Paris a donné une bouffée d'oxygène à son travail de photographe. De retour à Brazzaville, il est devenu représentant de la société Direct Film. Il a illustré son succès par le nouveau langage acquis auprès de photographes européens, mais aussi par le nombre de magazines et de journaux qui ont parlé de lui. Pour nous en convaincre, Clidi sort quelques vieux numéros de Bingo et de Jeune Afrique, deux magazines en couleur qui paraissaient en Europe. Il nous présente également un ancien numéro de Mweti de l'année 1984, le quotidien congolais qui consacrait une page à son voyage.

La photographie, assure-t-il, venait cette année-là de lui ouvrir les portes de la vie. L'un des plus grands souvenirs de son travail qu'il continue à exercer est la maison où il habite avec sa petite famille. « Il n'y a pas de sot métier. Je suis chez moi ici, dit-il. J'ai redonné confiance aux photographes congolais. » Une confiance, semble-t-il, basée sur son personnage, que l'on cite en exemple. Autodidacte, lui qui avait commencé à photographier en attendant les résultats du bac en 1980, a en effet réussi à s'imposer comme l'un des plus célèbres : « Je n'ai pas de maître, c'est l'amour de ce métier qui a fait ma célébrité. »

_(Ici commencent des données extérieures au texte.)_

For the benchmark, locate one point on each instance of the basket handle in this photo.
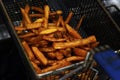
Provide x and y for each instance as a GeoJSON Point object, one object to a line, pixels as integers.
{"type": "Point", "coordinates": [114, 7]}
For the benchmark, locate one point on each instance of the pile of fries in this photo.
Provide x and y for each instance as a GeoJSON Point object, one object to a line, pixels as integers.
{"type": "Point", "coordinates": [49, 41]}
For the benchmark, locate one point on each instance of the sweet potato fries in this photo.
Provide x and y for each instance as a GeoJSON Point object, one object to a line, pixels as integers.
{"type": "Point", "coordinates": [49, 41]}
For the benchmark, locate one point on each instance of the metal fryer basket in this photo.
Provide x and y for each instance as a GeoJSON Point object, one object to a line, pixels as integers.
{"type": "Point", "coordinates": [97, 21]}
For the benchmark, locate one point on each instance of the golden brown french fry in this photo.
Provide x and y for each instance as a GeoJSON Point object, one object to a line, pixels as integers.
{"type": "Point", "coordinates": [36, 15]}
{"type": "Point", "coordinates": [39, 55]}
{"type": "Point", "coordinates": [27, 8]}
{"type": "Point", "coordinates": [54, 67]}
{"type": "Point", "coordinates": [26, 35]}
{"type": "Point", "coordinates": [48, 31]}
{"type": "Point", "coordinates": [20, 28]}
{"type": "Point", "coordinates": [79, 23]}
{"type": "Point", "coordinates": [33, 25]}
{"type": "Point", "coordinates": [76, 43]}
{"type": "Point", "coordinates": [80, 52]}
{"type": "Point", "coordinates": [53, 39]}
{"type": "Point", "coordinates": [45, 24]}
{"type": "Point", "coordinates": [46, 11]}
{"type": "Point", "coordinates": [73, 32]}
{"type": "Point", "coordinates": [47, 49]}
{"type": "Point", "coordinates": [75, 58]}
{"type": "Point", "coordinates": [36, 62]}
{"type": "Point", "coordinates": [35, 66]}
{"type": "Point", "coordinates": [28, 51]}
{"type": "Point", "coordinates": [59, 55]}
{"type": "Point", "coordinates": [69, 17]}
{"type": "Point", "coordinates": [37, 9]}
{"type": "Point", "coordinates": [39, 20]}
{"type": "Point", "coordinates": [58, 12]}
{"type": "Point", "coordinates": [58, 22]}
{"type": "Point", "coordinates": [50, 62]}
{"type": "Point", "coordinates": [51, 55]}
{"type": "Point", "coordinates": [95, 44]}
{"type": "Point", "coordinates": [66, 52]}
{"type": "Point", "coordinates": [25, 15]}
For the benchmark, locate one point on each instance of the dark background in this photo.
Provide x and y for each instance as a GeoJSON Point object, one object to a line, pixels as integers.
{"type": "Point", "coordinates": [11, 65]}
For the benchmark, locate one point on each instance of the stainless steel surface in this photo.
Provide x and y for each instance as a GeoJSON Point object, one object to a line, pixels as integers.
{"type": "Point", "coordinates": [112, 2]}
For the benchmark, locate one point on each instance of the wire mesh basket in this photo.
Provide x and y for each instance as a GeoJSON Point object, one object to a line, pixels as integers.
{"type": "Point", "coordinates": [97, 22]}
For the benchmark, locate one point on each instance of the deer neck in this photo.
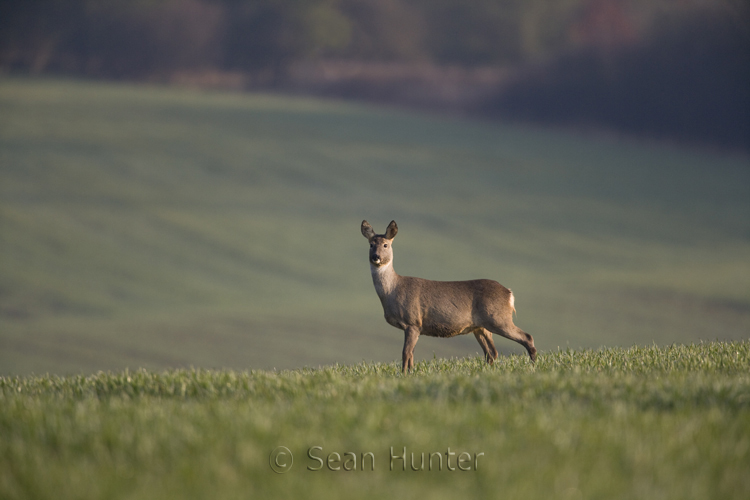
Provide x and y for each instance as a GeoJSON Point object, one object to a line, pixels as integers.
{"type": "Point", "coordinates": [384, 278]}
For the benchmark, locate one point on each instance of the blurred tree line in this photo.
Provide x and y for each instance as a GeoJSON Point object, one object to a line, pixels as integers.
{"type": "Point", "coordinates": [133, 38]}
{"type": "Point", "coordinates": [572, 52]}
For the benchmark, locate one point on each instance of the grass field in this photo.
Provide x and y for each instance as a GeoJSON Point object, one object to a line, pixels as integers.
{"type": "Point", "coordinates": [637, 423]}
{"type": "Point", "coordinates": [160, 228]}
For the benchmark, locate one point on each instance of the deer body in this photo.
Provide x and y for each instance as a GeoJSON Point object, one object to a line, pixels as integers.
{"type": "Point", "coordinates": [440, 308]}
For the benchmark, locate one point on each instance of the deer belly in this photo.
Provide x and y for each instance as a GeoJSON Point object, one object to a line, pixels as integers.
{"type": "Point", "coordinates": [445, 330]}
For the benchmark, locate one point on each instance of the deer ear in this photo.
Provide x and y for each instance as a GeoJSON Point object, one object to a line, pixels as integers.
{"type": "Point", "coordinates": [367, 230]}
{"type": "Point", "coordinates": [390, 233]}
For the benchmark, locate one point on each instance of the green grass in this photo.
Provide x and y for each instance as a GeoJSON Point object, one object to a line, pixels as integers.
{"type": "Point", "coordinates": [153, 227]}
{"type": "Point", "coordinates": [643, 422]}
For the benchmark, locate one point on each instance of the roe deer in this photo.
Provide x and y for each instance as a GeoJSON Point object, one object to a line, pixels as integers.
{"type": "Point", "coordinates": [440, 308]}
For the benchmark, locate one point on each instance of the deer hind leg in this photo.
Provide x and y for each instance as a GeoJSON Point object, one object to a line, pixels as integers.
{"type": "Point", "coordinates": [411, 335]}
{"type": "Point", "coordinates": [512, 332]}
{"type": "Point", "coordinates": [484, 337]}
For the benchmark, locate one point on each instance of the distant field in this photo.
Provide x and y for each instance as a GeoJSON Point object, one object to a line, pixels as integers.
{"type": "Point", "coordinates": [152, 227]}
{"type": "Point", "coordinates": [638, 423]}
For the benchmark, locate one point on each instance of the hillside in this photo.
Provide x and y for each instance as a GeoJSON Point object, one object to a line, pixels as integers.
{"type": "Point", "coordinates": [151, 227]}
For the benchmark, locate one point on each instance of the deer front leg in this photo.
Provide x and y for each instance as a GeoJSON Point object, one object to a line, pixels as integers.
{"type": "Point", "coordinates": [484, 338]}
{"type": "Point", "coordinates": [411, 335]}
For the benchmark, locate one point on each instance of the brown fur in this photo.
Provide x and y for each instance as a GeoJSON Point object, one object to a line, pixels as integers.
{"type": "Point", "coordinates": [440, 308]}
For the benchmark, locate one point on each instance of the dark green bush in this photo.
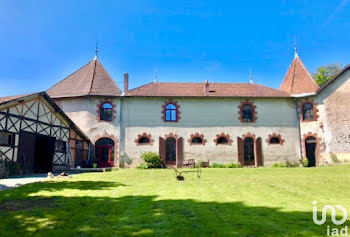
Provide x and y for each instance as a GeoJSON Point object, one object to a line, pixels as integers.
{"type": "Point", "coordinates": [153, 160]}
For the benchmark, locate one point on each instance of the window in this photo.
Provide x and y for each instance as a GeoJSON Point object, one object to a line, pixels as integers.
{"type": "Point", "coordinates": [79, 144]}
{"type": "Point", "coordinates": [7, 139]}
{"type": "Point", "coordinates": [308, 112]}
{"type": "Point", "coordinates": [222, 140]}
{"type": "Point", "coordinates": [170, 113]}
{"type": "Point", "coordinates": [247, 113]}
{"type": "Point", "coordinates": [106, 112]}
{"type": "Point", "coordinates": [197, 140]}
{"type": "Point", "coordinates": [60, 146]}
{"type": "Point", "coordinates": [274, 140]}
{"type": "Point", "coordinates": [144, 140]}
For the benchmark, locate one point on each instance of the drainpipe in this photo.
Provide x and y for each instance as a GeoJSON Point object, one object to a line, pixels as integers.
{"type": "Point", "coordinates": [121, 132]}
{"type": "Point", "coordinates": [299, 128]}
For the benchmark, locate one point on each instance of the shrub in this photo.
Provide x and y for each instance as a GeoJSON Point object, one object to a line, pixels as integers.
{"type": "Point", "coordinates": [142, 166]}
{"type": "Point", "coordinates": [305, 162]}
{"type": "Point", "coordinates": [153, 160]}
{"type": "Point", "coordinates": [227, 165]}
{"type": "Point", "coordinates": [217, 165]}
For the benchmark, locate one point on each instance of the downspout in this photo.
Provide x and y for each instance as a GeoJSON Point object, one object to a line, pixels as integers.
{"type": "Point", "coordinates": [121, 133]}
{"type": "Point", "coordinates": [299, 128]}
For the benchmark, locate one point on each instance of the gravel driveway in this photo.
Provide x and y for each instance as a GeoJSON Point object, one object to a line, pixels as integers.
{"type": "Point", "coordinates": [19, 181]}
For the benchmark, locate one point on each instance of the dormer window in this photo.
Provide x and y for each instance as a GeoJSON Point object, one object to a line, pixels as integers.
{"type": "Point", "coordinates": [106, 112]}
{"type": "Point", "coordinates": [247, 112]}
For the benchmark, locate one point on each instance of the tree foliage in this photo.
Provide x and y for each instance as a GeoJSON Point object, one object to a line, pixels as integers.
{"type": "Point", "coordinates": [324, 73]}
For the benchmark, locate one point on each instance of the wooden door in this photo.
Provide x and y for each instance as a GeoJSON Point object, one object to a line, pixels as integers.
{"type": "Point", "coordinates": [259, 158]}
{"type": "Point", "coordinates": [179, 152]}
{"type": "Point", "coordinates": [249, 156]}
{"type": "Point", "coordinates": [170, 151]}
{"type": "Point", "coordinates": [240, 150]}
{"type": "Point", "coordinates": [162, 148]}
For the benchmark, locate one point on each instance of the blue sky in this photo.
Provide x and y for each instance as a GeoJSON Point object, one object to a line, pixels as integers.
{"type": "Point", "coordinates": [44, 41]}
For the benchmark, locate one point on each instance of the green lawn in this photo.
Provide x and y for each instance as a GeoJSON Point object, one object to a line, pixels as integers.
{"type": "Point", "coordinates": [223, 202]}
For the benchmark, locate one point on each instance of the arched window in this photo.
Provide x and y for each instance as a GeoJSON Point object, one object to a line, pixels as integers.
{"type": "Point", "coordinates": [308, 112]}
{"type": "Point", "coordinates": [106, 112]}
{"type": "Point", "coordinates": [222, 140]}
{"type": "Point", "coordinates": [275, 140]}
{"type": "Point", "coordinates": [247, 113]}
{"type": "Point", "coordinates": [144, 140]}
{"type": "Point", "coordinates": [170, 113]}
{"type": "Point", "coordinates": [197, 140]}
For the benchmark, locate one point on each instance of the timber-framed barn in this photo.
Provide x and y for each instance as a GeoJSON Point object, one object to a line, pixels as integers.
{"type": "Point", "coordinates": [38, 135]}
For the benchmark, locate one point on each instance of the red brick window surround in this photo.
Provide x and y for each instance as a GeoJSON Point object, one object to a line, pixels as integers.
{"type": "Point", "coordinates": [144, 139]}
{"type": "Point", "coordinates": [197, 139]}
{"type": "Point", "coordinates": [171, 111]}
{"type": "Point", "coordinates": [223, 139]}
{"type": "Point", "coordinates": [106, 111]}
{"type": "Point", "coordinates": [247, 112]}
{"type": "Point", "coordinates": [308, 111]}
{"type": "Point", "coordinates": [274, 139]}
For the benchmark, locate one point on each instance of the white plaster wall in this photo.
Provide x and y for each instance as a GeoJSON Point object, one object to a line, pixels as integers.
{"type": "Point", "coordinates": [211, 116]}
{"type": "Point", "coordinates": [333, 124]}
{"type": "Point", "coordinates": [83, 112]}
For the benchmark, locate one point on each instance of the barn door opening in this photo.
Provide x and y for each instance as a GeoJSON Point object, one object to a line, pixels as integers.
{"type": "Point", "coordinates": [310, 146]}
{"type": "Point", "coordinates": [43, 155]}
{"type": "Point", "coordinates": [35, 152]}
{"type": "Point", "coordinates": [170, 151]}
{"type": "Point", "coordinates": [104, 151]}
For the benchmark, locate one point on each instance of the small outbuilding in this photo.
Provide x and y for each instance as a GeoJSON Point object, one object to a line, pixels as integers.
{"type": "Point", "coordinates": [38, 136]}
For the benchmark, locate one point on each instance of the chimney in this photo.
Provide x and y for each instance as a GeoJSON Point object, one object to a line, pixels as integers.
{"type": "Point", "coordinates": [206, 86]}
{"type": "Point", "coordinates": [126, 82]}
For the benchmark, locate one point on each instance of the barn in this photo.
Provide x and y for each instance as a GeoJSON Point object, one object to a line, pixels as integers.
{"type": "Point", "coordinates": [38, 136]}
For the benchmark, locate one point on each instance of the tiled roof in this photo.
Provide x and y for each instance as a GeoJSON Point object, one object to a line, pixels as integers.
{"type": "Point", "coordinates": [91, 79]}
{"type": "Point", "coordinates": [198, 90]}
{"type": "Point", "coordinates": [298, 80]}
{"type": "Point", "coordinates": [13, 97]}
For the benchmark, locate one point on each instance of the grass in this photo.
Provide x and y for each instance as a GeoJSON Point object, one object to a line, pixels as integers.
{"type": "Point", "coordinates": [223, 202]}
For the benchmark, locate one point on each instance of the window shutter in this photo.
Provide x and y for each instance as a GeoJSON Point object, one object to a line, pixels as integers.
{"type": "Point", "coordinates": [240, 150]}
{"type": "Point", "coordinates": [179, 152]}
{"type": "Point", "coordinates": [162, 148]}
{"type": "Point", "coordinates": [258, 152]}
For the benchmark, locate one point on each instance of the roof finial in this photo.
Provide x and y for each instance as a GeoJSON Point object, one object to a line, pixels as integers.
{"type": "Point", "coordinates": [155, 77]}
{"type": "Point", "coordinates": [295, 48]}
{"type": "Point", "coordinates": [251, 76]}
{"type": "Point", "coordinates": [96, 51]}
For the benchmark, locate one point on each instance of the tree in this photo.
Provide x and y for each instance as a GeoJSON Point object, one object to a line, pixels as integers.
{"type": "Point", "coordinates": [324, 73]}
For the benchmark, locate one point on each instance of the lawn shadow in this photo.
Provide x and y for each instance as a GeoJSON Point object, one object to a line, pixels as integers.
{"type": "Point", "coordinates": [52, 186]}
{"type": "Point", "coordinates": [149, 216]}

Pendant ses heures creuses, Clidi, surnommé également Marlboro, donne des cours aux plus jeunes. Ces derniers découvrent la collection de photos d'archives qu'il a réussi à constituer au fil des années. Ce sont des photos-souvenirs architecturales, des portraits, mais aussi de plus récentes comme celles concernant le dernier crash d'avion à Loukanga, dans la banlieue de Brazzaville. « La photographie ne marche plus comme avant. Mais ce n'est pas pour autant que les jeunes doivent bâcler leur travail. Le secret de la réussite est dans la foi, la volonté et le courage », conclut-il, avant de nous prendre en photo. Une surprise encore alors que nous nous levions.